"Bir mü'min dünya hayatını nasıl yaşamalıdır"ın örneğini hayatının her karesiyle gösterdi.
Sabrı, tevekkülü, tefekkürü, kanaatı, şükrü, ibadeti, zikri, Allah için sevmeyi, Allah için buğzetmeyi, şartlar ne olursa olsun Hak için mücadele etmeyi, özveriyi, cömertliği, istişareyi, Kuran okumanın güzelliğini, istiğfarı, salat u selamı, Allah, Peygamber ve Ehl-i Beyt sevgisini ve sayamadığım bir çok dini ve ahlaki güzelliği O'nda gördük.
O bu ölçüler çerçevesinde sürekli Hakk'ı konuşan, doğru olanı ifade eden ve sevenlerine yaşatan bir liderdi.
Bilmeyenler için ifade edelim, bu şekilde bir hayata, "şehit olarak yaşamak" denir.
Zaten hayatını şehit olarak yaşamayana şehitlik de nasip olmaz.
O'nun hayatında dini değerlere sahip çıkmak kadar milli değerlere de sahip çıkmak vardı.
O hep, "Dini bütünlüğümüz milli bütünlüğümüzün, milli bütünlüğümüz de dini bütünlüğümüzün teminatıdır" derdi.
O "birlik ve beraberlik" dedi.
"Türk-Kürt kardeştir" dedi.
"Şii-Sünni-Alevi hepimiz Müslümanız, kardeşiz" dedi.
"Bu milletin sağı da solu da birdir, kardeştir" dedi.
Bizleri liderimiz Atatürk'le buluşturdu, "Atatürk vatandır" dedi, Hoş Geldin Atatürk'ü yazdı.
"Tam bağımsızlık" dedi, bağımsızlığın modelini, Milli Ekonomi Modeli'ni yazdı.
Küresel esareti tamamen ortadan kaldıracak Sosyal Devlet Milli Devlet tezini ortaya koydu.
Finansal esareti bitiren Milli Para ve Milli Paralarla Ticaret projelerini ortaya koydu.
İnsanca bir yaşam için Vatandaşlık Maaşı projesini ortaya koydu.
O dolu dolu bir hayat yaşadı.
Çok mükemmel eserler bıraktı.
O, şimdi hiç dilinden ve gönlünden düşürmediği, çok kavuşmak istediği Sevgilisiyle beraber...
Bizlerse, hasretimizin sonuçlanacağı o güzel ana kadar O'nun bizlere emanet bıraktıklarıyla yaşamaya devam edeceğiz.
Şu bir gerçek ki, biz O'nunla olduğumuz her dem O da bizimle olacaktır.
Hocam milyonlarca insanın gönlünde taht kurarak ruhunu teslim etti.
Türkiye'de ve dünyanın birçok ülkesinde birçok insan yetiştirdi.
Uluslararası Milli Ekonomi Modeli kongrelerinde yüzlerce yabancı profesör, "Hocam biz size talebe olmak istiyoruz, ülkemizde sizin temsilciniz olmak istiyoruz" demişlerdi.
"Prof.

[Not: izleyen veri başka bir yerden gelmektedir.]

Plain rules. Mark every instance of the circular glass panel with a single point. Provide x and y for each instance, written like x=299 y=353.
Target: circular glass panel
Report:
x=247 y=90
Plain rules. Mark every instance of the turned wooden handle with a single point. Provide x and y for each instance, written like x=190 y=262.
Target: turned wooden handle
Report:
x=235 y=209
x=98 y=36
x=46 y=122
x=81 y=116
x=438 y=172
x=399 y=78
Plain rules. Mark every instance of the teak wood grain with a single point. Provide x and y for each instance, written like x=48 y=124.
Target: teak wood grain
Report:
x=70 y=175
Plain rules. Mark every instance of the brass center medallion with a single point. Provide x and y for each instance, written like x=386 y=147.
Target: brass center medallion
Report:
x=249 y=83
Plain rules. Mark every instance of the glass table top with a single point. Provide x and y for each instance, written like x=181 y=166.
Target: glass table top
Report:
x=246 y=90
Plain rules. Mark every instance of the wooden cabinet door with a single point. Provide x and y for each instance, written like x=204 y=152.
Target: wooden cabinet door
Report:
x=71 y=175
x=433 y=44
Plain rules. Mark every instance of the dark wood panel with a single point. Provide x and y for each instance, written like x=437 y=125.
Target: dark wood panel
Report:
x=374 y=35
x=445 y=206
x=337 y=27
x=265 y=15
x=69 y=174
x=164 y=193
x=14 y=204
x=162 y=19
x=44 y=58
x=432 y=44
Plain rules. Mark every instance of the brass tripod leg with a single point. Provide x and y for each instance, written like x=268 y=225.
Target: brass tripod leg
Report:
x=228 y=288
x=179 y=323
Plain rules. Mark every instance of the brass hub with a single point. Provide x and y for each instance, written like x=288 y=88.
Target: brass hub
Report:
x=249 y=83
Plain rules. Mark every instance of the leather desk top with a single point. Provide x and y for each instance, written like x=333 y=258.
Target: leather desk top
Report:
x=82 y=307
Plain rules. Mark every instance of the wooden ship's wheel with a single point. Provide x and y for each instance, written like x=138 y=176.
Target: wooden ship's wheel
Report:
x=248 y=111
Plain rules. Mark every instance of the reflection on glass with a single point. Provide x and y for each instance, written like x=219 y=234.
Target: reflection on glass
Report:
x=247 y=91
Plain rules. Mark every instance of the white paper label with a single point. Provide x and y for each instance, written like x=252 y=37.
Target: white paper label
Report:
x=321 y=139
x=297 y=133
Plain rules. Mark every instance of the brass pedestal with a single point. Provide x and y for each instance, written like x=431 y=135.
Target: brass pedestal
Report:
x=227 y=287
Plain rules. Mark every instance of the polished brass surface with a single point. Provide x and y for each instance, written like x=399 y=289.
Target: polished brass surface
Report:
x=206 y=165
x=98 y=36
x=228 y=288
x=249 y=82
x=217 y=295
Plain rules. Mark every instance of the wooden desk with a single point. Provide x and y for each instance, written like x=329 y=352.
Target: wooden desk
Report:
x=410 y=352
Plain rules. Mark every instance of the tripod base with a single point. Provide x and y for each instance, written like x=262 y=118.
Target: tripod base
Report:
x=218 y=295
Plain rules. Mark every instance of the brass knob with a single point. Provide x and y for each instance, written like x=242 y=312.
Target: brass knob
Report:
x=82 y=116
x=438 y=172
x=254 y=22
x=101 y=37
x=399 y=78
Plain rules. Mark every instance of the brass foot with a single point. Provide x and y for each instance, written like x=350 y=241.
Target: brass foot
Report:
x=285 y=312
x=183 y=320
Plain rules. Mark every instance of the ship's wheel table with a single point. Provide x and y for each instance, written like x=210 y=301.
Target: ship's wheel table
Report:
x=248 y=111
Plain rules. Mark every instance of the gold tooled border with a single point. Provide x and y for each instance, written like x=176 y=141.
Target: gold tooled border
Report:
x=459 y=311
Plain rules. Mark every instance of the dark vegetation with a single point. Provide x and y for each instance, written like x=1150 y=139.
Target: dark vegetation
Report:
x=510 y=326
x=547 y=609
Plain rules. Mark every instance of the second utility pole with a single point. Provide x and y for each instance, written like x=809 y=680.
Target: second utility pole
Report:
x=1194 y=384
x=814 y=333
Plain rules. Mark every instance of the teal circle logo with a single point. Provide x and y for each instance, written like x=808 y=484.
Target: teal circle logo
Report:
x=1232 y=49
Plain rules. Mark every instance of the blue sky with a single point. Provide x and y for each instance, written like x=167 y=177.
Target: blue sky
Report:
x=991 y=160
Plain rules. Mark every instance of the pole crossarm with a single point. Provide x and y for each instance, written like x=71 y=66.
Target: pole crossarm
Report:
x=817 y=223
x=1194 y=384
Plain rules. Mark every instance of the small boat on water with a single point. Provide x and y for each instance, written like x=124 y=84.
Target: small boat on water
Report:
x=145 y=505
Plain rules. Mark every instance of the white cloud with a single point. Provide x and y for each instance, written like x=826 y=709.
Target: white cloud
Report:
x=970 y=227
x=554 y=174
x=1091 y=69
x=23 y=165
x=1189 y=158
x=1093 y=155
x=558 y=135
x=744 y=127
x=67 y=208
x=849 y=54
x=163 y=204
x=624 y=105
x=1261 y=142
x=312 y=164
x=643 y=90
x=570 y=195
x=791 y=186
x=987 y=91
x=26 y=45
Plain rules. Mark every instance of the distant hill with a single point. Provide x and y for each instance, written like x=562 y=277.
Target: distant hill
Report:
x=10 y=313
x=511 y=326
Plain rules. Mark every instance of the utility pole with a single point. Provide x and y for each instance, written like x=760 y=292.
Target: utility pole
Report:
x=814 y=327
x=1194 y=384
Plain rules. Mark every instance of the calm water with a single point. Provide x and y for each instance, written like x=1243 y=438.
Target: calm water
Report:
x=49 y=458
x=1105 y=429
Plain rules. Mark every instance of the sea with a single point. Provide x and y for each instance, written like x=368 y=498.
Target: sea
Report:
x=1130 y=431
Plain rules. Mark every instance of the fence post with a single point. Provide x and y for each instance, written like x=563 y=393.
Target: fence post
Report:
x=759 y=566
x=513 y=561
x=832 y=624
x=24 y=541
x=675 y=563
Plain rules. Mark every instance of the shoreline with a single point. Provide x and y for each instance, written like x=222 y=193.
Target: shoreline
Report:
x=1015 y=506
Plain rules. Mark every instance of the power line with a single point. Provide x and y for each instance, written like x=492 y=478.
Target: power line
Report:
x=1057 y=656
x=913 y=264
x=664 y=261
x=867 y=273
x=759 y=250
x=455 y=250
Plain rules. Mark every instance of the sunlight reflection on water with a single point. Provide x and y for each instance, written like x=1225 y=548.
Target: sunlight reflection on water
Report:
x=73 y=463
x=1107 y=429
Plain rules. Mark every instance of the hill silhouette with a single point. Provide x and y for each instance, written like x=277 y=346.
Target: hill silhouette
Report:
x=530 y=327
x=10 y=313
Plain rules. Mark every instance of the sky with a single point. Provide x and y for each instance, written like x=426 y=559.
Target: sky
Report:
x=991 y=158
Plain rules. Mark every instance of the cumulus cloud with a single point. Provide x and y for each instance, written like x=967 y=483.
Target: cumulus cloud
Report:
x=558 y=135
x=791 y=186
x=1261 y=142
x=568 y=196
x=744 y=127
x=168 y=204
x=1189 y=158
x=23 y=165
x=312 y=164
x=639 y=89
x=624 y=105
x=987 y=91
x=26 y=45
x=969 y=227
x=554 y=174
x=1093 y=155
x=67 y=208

Dr. Baş'a bir değil binlerce Nobel ödülü
vermek gerekir" demişlerdi.
"Komünizm çöktü, Kapitalizm çöktü tek çıkış yolumuz Prof. Dr. Baş" demişlerdi.
Gerek yurt içinden gerekse yurt dışından o kadar çok taziye mesajı geldi ki...
Şu bir gerçek, Prof. Dr. Baş her yönüyle bir turnusoldu, gerçekleri gösteren bir aynaydı.
Kim olduğunu öğrenmek isteyen Baş aynasına baksın.
Orada kendini görecektir.
Eğer gayet açık ve net olan güzellikleri O'na bakınca göremiyorlarsa bilin ki kendi çirkinlikleri sebebiyledir.
O'na bakıp da güzelliklerini seyredenler, O'na olan hayranlıklarını ifade edenler kendilerindeki güzelliği O'nda seyrediyorlar.
Herkes sevdiğiyle haşrolacaktır.
Bizlerin de duası O'nunla haşrolmaktır.
Tek umudumuz da Hz. Peygamber'in (s.a.v) "Kişi sevdiğiyle beraberdir" hadisidir.
Biz O'nu çok sevdik, Allah bizi O'nunla beraber eylesin.
O'nun bize öğrettiklerini hakkıyla yaşamayı ve yaşatmayı nasip eylesin.